Audet, dans laquelle celui-ci soutenait que le billet de monsieur Giroux se
voulait humoristique mais que le résultat était «fort discutable». Monsieur
Audet affirmait cependant qu’il n’avait pas été dans l’intention du journaliste
de porter atteinte à la réputation de quiconque et assurait le CLSC La Saline
que le rédacteur en chef serait saisi de l’affaire.
Commentaires du mis en cause
Pour sa part,
monsieur Alain Guilbert, éditeur adjoint et rédacteur en chef au Soleil,
précisait dans un premier temps que le billet était, en termes journalistiques,
l’équivalent de la caricature. A partir de ce fait, tout devenait, selon
monsieur Guilbert, une question de goût. Le Soleil reconnaissait à ses lecteurs
la même liberté d’opinion qu’il reconnaissait à ses journalistes et publiait
par conséquent, dans la section «Votre page», les lettres des lecteurs sans en
censurer le contenu.
Le Soleil avait
ainsi publié deux lettres de protestations, dont l’une du personnel du CLSC La
Saline. Monsieur Guilbert notait que cette lettre utilisait le même ton que
celui qui était reproché au billet de monsieur Giroux; Le Soleil l’avait quand
même publiée intégralement, malgré l’invitation au suicide qui y était faite et
qui constitue une offense criminelle.
Monsieur
Guilbert soumettait en conclusion que M. Giroux avait écrit son billet selon
les critères journalistiques depuis longtemps reconnus et en exerçant sont
droit à la liberté d’opinion et d’expression. Le Soleil avait également permis
«sans hésitation aucune» que ses lecteurs exercent leur droit de réplique dans
cette affaire.
Monsieur Giroux
disait, pour sa part, faire siens les commentaires de son rédacteur en chef.
Analyse
Le billet, comme la caricature, a comme fonction première d’illustrer ou de présenter, en faisant appel à l’exagération du trait, un personnage, un fait ou un événement de façon satirique ou humoristique. Ce mode particulier d’expression constitue un véhicule d’opinions au même titre que l’éditorial.

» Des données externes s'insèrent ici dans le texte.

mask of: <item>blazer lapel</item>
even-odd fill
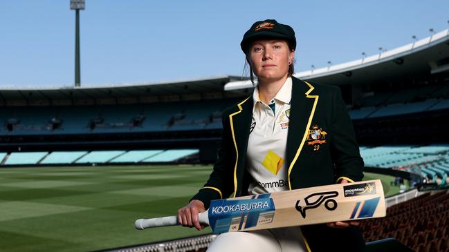
[[[238,104],[239,110],[229,115],[231,133],[237,154],[235,166],[234,167],[234,197],[237,197],[239,191],[241,190],[246,167],[248,139],[253,118],[253,99],[250,97]]]
[[[315,114],[318,95],[313,95],[313,86],[292,77],[290,122],[287,137],[286,160],[288,164],[288,186],[291,190],[290,173],[297,160]]]

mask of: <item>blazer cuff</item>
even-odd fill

Partant, si l’on doit reconnaître que ce genre journalistique laisse à son auteur une grande latitude d’expression, l’on est aussi en droit de s’attendre à ce que l’auteur d’un billet s’acquitte de sa tâche avec la même conscience, le même souci de la qualité et le même respect d’autrui qui sont exigés des autres professionnels de l’information.

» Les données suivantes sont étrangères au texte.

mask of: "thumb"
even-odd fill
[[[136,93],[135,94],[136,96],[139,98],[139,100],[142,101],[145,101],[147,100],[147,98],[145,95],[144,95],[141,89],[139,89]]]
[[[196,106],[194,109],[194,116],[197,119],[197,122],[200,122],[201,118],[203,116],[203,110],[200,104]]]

Dans le présent cas, le Conseil estime que le billet de monsieur Giroux pouvait jeter le discrédit sur le personnel des CLSC et que ce texte colportait des préjugés.
D’autre part, le Conseil tient à signaler que la réplique des plaignants, publiée dans le courrier des lecteurs du Soleil, utilisait le même ton excessif que celui qui est reproché au journaliste. Le Conseil doit également exprimer sa désapprobation à l’égard des menaces de boycott que les plaignants ont fait au journal.